W mnogości dostępnych opcji łatwo się pogubić. Standardowo, mówiąc o karcie SD mamy na myśli ogół dostępnych typów – wśród nich możemy wyróżnić kilka wariantów. Najstarszym z nich jest Standard-Capacity (SDSC) – czyli, z angielskiego, karty o „standardowej pojemności”. Maksymalnie pomieścić mogły one do 4 GB danych, zarówno w wersji podstawowej, jak i dostępnych w telefonach formatach microSD i miniSD. Ten ostatni nie przyjął się zresztą na dłuższą metę – doczekał się wprawdzie wersji SC, ale nikłe rozpowszechnienie skazało go ostatecznie na wymarcie.
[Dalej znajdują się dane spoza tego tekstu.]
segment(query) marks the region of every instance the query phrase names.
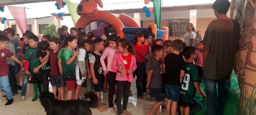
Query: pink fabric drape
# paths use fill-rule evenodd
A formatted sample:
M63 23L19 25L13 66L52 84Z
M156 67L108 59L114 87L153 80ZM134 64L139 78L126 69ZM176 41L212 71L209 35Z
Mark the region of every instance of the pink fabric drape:
M22 34L25 33L28 30L26 8L16 6L7 6Z

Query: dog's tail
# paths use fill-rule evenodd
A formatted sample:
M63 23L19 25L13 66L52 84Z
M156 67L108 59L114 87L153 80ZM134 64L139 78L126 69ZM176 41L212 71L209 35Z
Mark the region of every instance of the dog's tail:
M85 99L90 98L90 100L86 103L88 107L93 108L98 105L98 97L95 93L91 91L88 91L84 93Z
Obecnie SDSC są raczej na wymarciu, wyparte przez młodszych braci.
Młodszym bratem SD jest wspomniany format High-Capacity, „wysokiej pojemności”. Znany szerzej jako SDHC, oferował on rozszerzenie maksymalnej oferowanej przestrzeni do zawrotnych na owe czasy 32 GB. Czytniki kart kompatybilne z SDHC oferują wsteczną kompatybilność z formatem SC – siłą rzeczy jednak nie działa to w drugą stronę. Jeśli więc mamy naprawdę stary aparat, któremu postanowiliśmy dać drugie życie, marna szansa, że uda nam się wyposażyć go w nowszą kartę.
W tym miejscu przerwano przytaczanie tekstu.